COLLINS: There is nothing better than working with someone with experience and talent level of Paul. I, like the original KISS fan, he obviously is someone for whom I feel a ton of respect, and after making four albums with him, I can say it was great experience. I have come to understand why KISS is still able to make music that will live up to their classics. It is interesting that sometimes the artists themselves are produced does not work, because entangled and obsessed with details that are not really that important to the impartial listener. Paul is a rare artist who can keep an overview. No one has a better idea of how it should sound KISS Paul. It also hopes that the people around you do what they do best, and I accept the fact that he values my opinion as a great compliment.

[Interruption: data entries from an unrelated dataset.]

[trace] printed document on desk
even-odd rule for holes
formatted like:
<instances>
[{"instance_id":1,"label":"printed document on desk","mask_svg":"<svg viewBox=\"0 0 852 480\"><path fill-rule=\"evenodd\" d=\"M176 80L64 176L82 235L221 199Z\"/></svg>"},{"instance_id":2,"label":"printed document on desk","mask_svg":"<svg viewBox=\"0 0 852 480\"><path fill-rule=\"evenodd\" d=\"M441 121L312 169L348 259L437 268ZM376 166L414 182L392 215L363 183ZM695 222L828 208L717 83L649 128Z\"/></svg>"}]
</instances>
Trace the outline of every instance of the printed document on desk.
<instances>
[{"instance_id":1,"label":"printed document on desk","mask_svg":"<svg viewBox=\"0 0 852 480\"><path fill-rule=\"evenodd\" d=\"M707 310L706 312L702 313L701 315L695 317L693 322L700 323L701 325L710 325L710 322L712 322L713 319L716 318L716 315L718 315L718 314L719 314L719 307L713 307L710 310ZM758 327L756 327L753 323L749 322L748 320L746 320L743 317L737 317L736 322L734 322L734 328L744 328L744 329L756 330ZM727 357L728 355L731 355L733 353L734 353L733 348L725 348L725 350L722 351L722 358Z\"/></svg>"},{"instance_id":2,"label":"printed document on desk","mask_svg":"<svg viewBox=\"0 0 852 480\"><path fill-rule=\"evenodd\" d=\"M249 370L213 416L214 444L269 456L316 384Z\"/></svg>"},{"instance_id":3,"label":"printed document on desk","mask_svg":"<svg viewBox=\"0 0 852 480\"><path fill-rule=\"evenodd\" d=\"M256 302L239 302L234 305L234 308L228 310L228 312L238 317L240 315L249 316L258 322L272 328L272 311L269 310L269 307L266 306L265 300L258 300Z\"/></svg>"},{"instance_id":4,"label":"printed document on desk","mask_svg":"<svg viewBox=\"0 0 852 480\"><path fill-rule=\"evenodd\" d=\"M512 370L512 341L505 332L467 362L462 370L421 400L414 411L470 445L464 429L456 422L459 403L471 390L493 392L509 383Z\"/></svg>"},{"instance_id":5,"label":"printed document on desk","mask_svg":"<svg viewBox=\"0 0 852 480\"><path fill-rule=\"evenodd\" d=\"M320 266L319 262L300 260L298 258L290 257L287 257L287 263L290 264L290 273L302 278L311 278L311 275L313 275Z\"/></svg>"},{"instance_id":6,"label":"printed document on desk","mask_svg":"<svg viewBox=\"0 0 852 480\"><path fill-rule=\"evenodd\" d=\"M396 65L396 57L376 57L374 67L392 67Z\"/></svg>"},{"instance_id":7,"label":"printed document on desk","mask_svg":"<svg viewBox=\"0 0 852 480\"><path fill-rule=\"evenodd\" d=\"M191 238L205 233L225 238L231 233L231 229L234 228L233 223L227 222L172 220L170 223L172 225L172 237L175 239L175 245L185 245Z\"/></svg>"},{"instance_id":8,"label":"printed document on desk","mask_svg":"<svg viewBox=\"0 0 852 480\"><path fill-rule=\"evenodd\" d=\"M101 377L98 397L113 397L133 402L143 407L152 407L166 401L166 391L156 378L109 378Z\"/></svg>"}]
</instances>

KISS: Stanley has said before that no other configuration of KISS could have done the last two albums. What is the dynamic that makes it work so well?

COLLINS: It's just the right chemistry in my opinion. Paul and Gene have a professional relationship that lasts 40 years, and I think it is because there is a mutual respect between them and, more importantly, a respect for KISS and all that that name represents. Eric Singer and Tommy Thayer are excellent musicians who also so happens that provide the right balance of personalities to the group.

KISS: Now that you've worked with a few discs KISS, what would you say is what most surprised the fans if they saw the band working in the studio?

COLLINS: That's tough ... Maybe listen to KISS relax improvising a song by Neil Young?